Autoimmunity

Multiple islet autoimmunity increases risk of diabetes but not all individuals positive for two or more islet autoantibodies progress to disease within a decade. The SNAIL study seeks to harmonize data from longitudinal studies to identify the characteristics of slow progression to type-1 diabetes. Samples from 125 individuals with multiple islet autoantibodies (IAA, GADA, IA-2A and ZnT8A) for more than 10 years without progression were available from four studies (Bart-Oxford (BOX), UK; BABYDIAB, Germany; DAISY and Pittsburgh Diabetes, USA). Individuals enrolled in BOX provided “Rapid Progressor” (diagnosed <age 5 years) and at diagnosis samples. Intermediate HLA-Class II risk was more frequent in slow (61%) than Rapid Progressors (49%) with a reciprocal reduction in high risk genotypes (24% vs. 48%; pCorr=0.005) but none carried protective HLA DQ6. Slow Progressors carried fewer HLA-Class I B risk alleles (48%) than Rapid Progressors (86%; pCorr<0.001).

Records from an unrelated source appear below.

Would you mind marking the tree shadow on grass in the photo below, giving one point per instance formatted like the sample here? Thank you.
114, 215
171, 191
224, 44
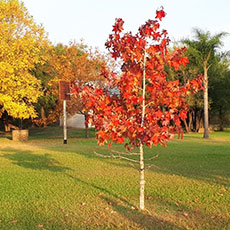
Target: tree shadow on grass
142, 219
27, 159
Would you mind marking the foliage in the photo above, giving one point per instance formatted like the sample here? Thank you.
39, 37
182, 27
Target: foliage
148, 108
21, 43
203, 52
71, 63
66, 186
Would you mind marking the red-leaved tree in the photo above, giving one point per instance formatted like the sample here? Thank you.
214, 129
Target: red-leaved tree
139, 105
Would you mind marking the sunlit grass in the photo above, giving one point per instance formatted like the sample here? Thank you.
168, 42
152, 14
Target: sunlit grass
45, 184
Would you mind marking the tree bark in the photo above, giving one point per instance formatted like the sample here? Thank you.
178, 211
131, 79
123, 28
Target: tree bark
142, 178
206, 133
186, 125
142, 166
86, 126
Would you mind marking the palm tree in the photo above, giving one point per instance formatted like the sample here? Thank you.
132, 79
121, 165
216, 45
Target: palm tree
204, 53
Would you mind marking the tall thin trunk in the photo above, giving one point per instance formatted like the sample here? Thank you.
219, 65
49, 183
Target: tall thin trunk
206, 133
186, 125
142, 166
221, 119
86, 126
142, 178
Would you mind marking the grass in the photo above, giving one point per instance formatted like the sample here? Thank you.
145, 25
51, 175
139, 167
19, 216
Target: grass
47, 185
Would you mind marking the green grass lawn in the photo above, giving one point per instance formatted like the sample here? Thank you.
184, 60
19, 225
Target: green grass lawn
45, 184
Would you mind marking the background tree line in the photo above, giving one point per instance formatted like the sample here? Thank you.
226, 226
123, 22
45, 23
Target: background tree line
31, 67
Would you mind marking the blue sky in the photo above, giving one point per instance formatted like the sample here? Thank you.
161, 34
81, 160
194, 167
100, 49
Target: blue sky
92, 20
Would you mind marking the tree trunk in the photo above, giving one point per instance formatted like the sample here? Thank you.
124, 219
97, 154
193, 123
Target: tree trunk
190, 120
186, 126
142, 178
43, 116
142, 166
86, 126
206, 133
221, 127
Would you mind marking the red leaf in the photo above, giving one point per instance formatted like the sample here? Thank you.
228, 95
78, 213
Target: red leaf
160, 14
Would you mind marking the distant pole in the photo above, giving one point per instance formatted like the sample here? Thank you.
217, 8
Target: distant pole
64, 122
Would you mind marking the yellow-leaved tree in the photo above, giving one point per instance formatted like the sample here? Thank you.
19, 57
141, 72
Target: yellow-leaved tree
21, 43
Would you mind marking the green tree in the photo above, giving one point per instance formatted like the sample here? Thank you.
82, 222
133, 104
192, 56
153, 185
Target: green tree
220, 94
203, 52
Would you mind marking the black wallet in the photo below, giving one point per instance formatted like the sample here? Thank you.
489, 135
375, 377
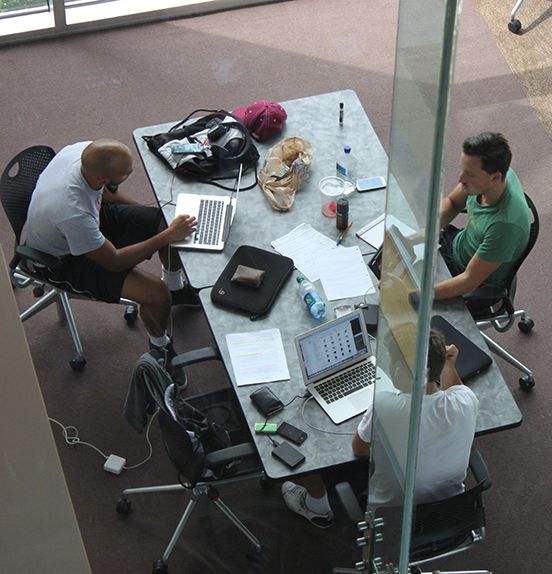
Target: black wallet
266, 401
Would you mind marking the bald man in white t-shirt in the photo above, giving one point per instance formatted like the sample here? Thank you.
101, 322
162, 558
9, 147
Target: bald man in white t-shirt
447, 428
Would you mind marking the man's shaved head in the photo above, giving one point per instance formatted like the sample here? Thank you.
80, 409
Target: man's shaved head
105, 157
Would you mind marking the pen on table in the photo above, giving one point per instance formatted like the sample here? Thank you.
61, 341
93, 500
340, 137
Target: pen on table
342, 236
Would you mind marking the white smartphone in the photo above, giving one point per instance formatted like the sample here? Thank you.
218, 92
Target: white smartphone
371, 183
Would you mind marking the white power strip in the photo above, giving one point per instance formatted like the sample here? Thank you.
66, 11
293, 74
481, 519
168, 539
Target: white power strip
114, 464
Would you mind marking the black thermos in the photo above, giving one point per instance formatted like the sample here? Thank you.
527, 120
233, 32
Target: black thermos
342, 213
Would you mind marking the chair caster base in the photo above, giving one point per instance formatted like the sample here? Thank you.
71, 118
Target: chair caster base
514, 26
527, 382
526, 325
160, 567
77, 363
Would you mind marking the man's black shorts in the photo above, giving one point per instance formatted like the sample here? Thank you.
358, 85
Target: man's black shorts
123, 225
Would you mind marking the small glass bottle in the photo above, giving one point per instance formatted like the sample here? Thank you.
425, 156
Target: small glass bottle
345, 168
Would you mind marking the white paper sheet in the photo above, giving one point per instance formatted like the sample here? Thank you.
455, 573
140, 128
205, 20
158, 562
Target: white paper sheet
304, 245
257, 357
344, 274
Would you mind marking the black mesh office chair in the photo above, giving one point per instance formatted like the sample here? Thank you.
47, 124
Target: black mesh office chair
29, 267
498, 311
202, 465
439, 529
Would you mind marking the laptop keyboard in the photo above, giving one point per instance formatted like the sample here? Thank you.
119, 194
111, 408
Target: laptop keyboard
346, 383
209, 220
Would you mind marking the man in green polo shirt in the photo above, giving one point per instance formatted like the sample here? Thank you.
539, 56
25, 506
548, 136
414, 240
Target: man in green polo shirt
497, 231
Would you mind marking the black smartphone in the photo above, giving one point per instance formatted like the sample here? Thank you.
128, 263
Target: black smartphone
292, 433
288, 454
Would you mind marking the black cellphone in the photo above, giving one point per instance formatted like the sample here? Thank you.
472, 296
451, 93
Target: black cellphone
288, 454
292, 433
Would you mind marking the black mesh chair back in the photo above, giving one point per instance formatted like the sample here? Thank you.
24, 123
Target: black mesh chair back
219, 425
444, 525
18, 183
533, 236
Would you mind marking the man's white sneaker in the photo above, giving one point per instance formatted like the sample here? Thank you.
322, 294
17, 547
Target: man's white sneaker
295, 498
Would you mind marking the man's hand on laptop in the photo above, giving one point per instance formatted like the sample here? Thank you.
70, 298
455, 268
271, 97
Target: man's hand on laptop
181, 227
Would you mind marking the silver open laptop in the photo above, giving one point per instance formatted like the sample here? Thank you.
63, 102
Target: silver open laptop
338, 366
214, 214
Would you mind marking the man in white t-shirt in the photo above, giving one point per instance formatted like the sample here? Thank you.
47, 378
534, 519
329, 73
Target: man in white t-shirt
77, 213
447, 427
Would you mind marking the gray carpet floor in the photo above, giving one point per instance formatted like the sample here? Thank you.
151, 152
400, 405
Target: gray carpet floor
107, 84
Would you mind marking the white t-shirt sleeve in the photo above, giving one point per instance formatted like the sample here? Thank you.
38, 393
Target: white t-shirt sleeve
82, 234
364, 429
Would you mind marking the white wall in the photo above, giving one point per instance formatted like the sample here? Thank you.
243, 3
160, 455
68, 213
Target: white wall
38, 528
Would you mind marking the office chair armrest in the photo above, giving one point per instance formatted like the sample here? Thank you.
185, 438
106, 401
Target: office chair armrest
488, 296
196, 356
480, 470
230, 454
349, 501
35, 256
486, 292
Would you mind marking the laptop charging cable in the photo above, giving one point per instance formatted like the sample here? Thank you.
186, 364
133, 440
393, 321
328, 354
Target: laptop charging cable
113, 463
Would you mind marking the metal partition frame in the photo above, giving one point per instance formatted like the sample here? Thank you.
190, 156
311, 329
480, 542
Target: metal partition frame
426, 41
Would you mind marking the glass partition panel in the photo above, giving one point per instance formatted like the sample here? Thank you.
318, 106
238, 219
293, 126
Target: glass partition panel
425, 44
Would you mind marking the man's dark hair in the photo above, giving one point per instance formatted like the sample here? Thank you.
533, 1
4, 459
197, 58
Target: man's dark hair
493, 150
436, 355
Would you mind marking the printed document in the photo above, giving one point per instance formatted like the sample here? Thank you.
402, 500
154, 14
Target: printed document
257, 357
344, 274
306, 247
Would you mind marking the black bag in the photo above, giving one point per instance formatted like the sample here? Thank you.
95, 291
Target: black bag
224, 144
256, 301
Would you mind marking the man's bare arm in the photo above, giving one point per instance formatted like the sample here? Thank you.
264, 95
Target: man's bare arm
113, 259
474, 275
452, 205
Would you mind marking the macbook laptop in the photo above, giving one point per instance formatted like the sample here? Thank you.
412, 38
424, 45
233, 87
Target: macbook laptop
338, 366
214, 214
471, 359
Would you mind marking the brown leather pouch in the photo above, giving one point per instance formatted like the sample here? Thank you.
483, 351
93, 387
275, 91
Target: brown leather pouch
248, 276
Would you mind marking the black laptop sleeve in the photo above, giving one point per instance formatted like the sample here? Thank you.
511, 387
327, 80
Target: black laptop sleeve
256, 301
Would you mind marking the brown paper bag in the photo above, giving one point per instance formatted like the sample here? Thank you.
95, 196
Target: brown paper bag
285, 166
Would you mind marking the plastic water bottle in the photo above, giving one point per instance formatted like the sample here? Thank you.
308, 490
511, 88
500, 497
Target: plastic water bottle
345, 168
312, 299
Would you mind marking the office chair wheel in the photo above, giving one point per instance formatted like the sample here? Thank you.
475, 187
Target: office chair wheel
160, 567
266, 484
526, 325
77, 364
514, 26
124, 506
131, 314
527, 382
38, 291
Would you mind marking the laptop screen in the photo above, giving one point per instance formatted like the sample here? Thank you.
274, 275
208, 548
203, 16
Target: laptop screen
333, 346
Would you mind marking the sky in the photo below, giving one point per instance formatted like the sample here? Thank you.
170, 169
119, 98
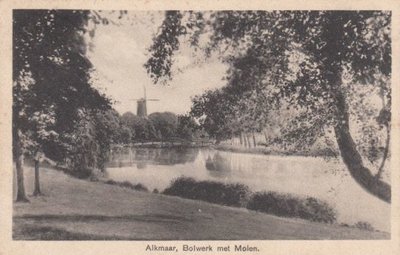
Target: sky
119, 53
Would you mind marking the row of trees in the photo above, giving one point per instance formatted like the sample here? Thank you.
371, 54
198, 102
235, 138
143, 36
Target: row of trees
305, 61
56, 110
158, 126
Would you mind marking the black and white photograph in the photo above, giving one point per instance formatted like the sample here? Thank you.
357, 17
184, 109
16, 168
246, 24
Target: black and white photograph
189, 124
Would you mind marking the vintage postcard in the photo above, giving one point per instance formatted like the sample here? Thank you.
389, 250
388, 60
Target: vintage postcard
184, 127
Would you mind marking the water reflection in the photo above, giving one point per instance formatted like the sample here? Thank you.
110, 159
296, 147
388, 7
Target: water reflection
303, 176
141, 157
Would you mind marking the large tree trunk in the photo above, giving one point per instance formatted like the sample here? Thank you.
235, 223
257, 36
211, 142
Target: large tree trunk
19, 157
352, 158
37, 191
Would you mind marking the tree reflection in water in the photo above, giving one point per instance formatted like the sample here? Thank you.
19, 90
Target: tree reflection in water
218, 166
141, 157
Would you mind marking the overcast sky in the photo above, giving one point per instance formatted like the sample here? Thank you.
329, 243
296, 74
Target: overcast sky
119, 53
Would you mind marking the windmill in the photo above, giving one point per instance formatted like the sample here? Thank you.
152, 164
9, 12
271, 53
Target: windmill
141, 109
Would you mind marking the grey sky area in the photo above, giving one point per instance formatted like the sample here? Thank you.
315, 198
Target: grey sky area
118, 53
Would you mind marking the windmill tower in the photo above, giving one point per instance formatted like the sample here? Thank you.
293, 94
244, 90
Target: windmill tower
141, 109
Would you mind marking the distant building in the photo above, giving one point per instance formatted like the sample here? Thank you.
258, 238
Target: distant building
141, 108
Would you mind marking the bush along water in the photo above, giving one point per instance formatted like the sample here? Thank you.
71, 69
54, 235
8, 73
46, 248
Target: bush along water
239, 195
209, 191
129, 185
290, 206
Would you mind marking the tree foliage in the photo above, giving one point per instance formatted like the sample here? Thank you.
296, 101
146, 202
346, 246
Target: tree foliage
51, 82
304, 59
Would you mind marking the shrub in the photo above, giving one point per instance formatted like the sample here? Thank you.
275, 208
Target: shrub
111, 182
140, 187
126, 184
364, 225
209, 191
291, 206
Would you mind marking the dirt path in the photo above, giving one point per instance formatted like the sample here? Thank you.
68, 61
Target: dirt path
77, 209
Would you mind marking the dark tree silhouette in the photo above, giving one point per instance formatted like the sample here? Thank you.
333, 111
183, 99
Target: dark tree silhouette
299, 57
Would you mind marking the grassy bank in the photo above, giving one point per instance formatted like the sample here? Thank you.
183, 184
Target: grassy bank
75, 209
239, 195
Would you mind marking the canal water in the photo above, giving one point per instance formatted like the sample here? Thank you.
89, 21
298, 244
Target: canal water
303, 176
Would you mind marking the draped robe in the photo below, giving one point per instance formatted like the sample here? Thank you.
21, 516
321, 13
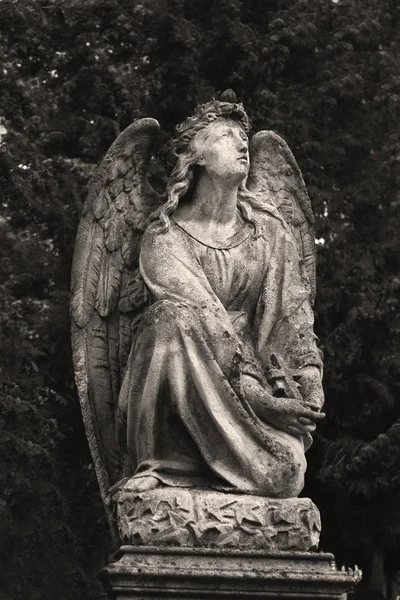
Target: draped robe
217, 312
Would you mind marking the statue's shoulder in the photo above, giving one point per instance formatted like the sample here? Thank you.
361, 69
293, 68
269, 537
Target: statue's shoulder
156, 238
271, 223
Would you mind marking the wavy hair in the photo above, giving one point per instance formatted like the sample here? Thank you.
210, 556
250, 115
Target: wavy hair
181, 183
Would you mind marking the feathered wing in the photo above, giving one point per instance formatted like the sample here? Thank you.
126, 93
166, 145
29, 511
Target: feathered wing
275, 177
108, 295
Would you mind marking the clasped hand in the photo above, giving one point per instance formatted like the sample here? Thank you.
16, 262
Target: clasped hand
286, 414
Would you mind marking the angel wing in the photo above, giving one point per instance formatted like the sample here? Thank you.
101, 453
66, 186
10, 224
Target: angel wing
108, 295
275, 177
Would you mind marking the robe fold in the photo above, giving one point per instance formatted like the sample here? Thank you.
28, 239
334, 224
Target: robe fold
216, 313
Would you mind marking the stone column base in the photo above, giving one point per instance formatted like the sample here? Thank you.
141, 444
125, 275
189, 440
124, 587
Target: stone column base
212, 573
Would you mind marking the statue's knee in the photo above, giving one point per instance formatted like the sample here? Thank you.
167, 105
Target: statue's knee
168, 315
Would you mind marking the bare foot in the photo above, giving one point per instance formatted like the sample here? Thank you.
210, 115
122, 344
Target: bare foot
141, 484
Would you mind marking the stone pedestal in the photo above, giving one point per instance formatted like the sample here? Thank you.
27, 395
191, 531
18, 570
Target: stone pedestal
183, 573
183, 544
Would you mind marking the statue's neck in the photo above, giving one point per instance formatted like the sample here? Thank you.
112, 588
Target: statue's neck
212, 210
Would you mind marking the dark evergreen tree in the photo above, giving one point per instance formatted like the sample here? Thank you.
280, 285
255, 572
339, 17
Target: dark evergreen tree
322, 74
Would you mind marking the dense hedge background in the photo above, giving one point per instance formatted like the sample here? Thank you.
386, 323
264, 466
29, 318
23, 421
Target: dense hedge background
325, 75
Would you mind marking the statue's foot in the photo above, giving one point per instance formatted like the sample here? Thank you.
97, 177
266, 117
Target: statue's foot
142, 484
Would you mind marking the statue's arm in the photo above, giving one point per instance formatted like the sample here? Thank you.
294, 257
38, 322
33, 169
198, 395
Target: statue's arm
172, 272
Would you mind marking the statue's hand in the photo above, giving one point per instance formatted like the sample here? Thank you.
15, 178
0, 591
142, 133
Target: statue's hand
290, 415
285, 414
311, 387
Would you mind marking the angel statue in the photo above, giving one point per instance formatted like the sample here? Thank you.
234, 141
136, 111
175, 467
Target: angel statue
195, 356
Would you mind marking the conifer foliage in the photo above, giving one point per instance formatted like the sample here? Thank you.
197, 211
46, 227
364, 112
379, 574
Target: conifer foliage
321, 73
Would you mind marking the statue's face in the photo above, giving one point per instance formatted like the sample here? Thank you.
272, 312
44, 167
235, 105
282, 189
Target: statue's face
225, 151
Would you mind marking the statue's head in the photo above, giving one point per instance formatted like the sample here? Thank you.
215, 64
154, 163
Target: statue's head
208, 121
215, 140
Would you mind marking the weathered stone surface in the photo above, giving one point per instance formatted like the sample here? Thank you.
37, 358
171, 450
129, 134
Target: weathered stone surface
200, 518
224, 573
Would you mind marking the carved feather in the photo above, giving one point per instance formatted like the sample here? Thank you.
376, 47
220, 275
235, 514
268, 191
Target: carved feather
107, 292
275, 177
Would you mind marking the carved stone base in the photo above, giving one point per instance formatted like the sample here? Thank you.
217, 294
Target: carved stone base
203, 544
167, 517
212, 574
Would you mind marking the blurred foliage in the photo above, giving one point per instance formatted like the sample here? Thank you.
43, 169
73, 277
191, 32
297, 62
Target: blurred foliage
322, 74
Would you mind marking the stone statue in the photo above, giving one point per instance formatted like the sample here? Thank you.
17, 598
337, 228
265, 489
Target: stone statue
195, 356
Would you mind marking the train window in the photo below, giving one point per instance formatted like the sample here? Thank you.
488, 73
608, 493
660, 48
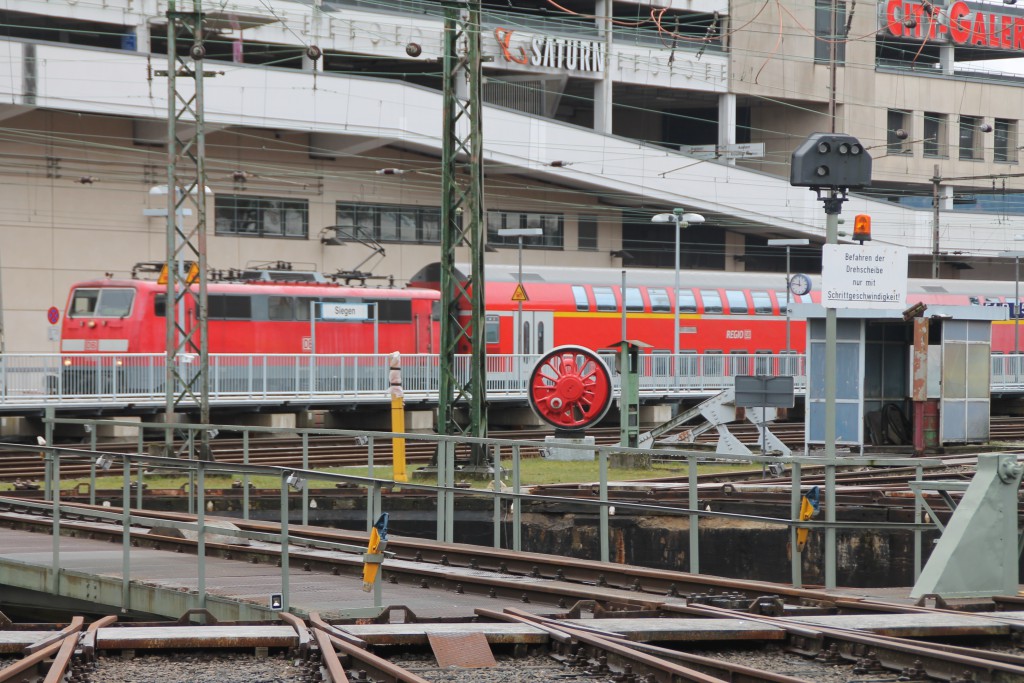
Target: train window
225, 307
101, 302
580, 294
737, 302
762, 303
659, 300
280, 308
392, 310
605, 298
713, 301
687, 302
634, 301
83, 302
492, 331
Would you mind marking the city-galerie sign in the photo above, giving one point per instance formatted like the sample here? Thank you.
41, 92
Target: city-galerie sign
960, 24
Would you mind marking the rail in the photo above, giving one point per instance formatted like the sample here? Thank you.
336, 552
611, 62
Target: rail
503, 456
139, 378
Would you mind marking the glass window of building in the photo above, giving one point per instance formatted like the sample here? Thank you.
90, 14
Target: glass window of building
551, 224
935, 134
898, 132
411, 224
970, 133
826, 31
261, 216
1005, 140
587, 239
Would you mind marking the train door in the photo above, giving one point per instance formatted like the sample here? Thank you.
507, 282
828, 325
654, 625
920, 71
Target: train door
536, 332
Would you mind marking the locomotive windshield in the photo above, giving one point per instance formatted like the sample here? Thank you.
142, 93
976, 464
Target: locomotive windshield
107, 302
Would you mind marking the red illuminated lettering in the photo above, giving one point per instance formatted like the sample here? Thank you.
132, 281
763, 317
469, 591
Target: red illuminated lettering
957, 31
1006, 25
894, 17
979, 34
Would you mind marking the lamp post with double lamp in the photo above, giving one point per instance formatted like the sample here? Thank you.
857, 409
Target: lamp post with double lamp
1017, 302
519, 232
788, 244
681, 220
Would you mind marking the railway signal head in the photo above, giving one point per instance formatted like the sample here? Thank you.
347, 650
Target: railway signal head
830, 160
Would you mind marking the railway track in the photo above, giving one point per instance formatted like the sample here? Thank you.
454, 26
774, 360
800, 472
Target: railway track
331, 452
804, 649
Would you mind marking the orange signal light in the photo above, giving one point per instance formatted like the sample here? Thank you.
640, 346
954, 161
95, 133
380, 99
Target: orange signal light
862, 227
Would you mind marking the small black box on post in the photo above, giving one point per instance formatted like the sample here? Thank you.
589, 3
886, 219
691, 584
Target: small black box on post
830, 160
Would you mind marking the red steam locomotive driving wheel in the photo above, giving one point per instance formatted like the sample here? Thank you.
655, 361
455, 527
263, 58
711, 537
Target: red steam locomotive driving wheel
570, 387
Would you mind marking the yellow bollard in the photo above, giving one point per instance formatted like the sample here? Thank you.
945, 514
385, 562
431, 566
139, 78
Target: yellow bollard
808, 508
375, 553
397, 418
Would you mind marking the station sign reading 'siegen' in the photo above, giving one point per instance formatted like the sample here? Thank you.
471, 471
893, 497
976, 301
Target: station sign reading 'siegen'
960, 24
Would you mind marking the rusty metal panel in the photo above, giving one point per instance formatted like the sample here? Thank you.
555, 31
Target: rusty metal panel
919, 359
465, 650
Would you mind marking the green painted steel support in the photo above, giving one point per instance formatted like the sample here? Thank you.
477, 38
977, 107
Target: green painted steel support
185, 308
284, 542
55, 497
497, 483
796, 500
48, 416
602, 459
201, 531
517, 503
371, 513
463, 225
694, 506
305, 489
245, 477
125, 532
978, 554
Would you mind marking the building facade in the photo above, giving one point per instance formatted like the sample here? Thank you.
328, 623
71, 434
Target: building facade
598, 115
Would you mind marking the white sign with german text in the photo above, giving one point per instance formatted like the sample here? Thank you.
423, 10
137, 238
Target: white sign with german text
345, 311
859, 276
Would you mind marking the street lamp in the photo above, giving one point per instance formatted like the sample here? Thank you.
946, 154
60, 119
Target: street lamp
787, 244
520, 232
681, 220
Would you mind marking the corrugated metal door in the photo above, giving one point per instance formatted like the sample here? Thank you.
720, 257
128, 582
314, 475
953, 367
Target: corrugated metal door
966, 400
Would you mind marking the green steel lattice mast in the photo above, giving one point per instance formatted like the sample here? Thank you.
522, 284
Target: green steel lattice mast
462, 222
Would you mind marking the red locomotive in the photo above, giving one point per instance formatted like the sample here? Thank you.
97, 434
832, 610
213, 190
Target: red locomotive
719, 312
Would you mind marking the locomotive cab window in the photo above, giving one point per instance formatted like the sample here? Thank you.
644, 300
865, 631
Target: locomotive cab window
580, 295
226, 307
634, 301
105, 302
605, 298
687, 302
281, 308
737, 302
762, 303
659, 300
713, 301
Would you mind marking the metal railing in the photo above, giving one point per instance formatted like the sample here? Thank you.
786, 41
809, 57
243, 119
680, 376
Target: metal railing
34, 379
28, 379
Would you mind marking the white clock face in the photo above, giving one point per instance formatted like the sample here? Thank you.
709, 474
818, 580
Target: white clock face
800, 284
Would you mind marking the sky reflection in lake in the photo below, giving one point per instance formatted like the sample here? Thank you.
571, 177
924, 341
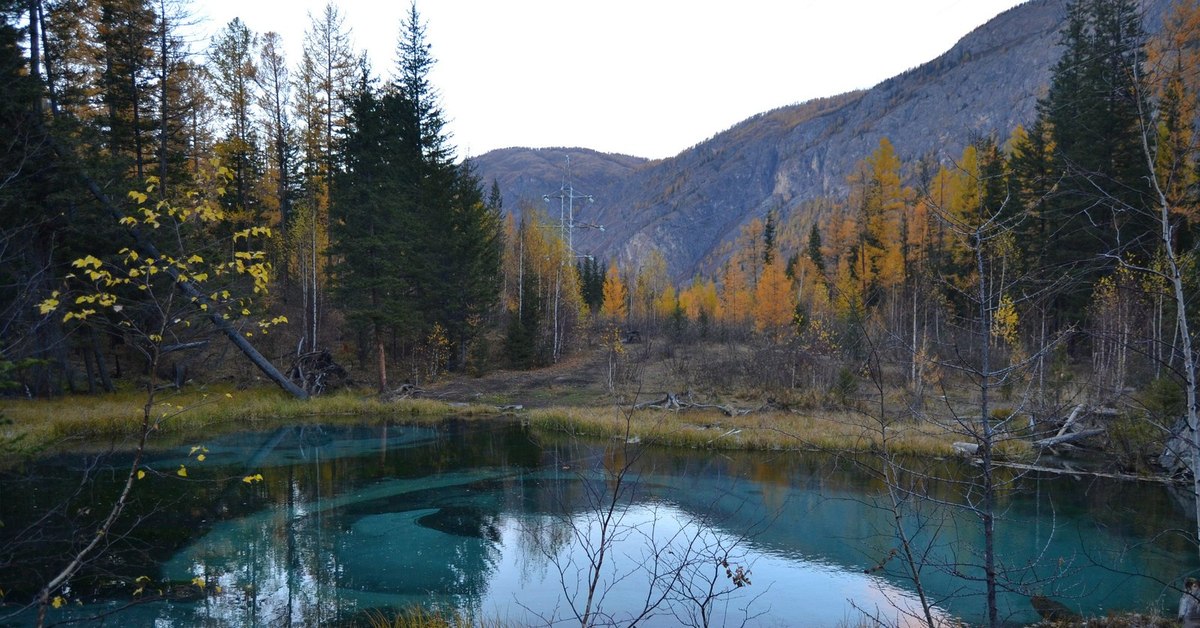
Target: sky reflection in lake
487, 520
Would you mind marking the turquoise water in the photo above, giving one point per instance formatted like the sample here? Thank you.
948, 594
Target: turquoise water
490, 521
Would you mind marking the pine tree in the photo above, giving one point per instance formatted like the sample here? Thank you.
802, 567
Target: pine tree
1092, 112
234, 73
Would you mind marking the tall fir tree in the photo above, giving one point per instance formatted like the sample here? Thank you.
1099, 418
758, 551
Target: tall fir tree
1092, 112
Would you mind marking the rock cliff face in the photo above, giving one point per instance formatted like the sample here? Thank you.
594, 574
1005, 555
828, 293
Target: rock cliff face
689, 204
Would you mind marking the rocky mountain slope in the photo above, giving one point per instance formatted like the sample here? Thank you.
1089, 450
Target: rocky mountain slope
689, 204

Of 35 Slow Progressors with longitudinal data available, only 13 (37%) retained multiple autoantibodies after 10 years (p<0.001). A reduction in positivity for IAA and GADA was observed (p<0.001 and p=0.016 respectively) and in levels of GADA, IA-2A and ZnT8A even when autoantibody positive status was maintained (p<0.05 for all). In addition, Slow Progressors had lower levels of IA-2AIgG subclasses than individuals sampled close to diagnosis (p<0.05). Multiple autoantibody positivity is not maintained in some Slow Progressors suggesting regulation of the autoimmune response. Continued immuno-phenotyping of these individuals is required to elucidate the mechanisms underlying a decreased humoral response and delayed progression.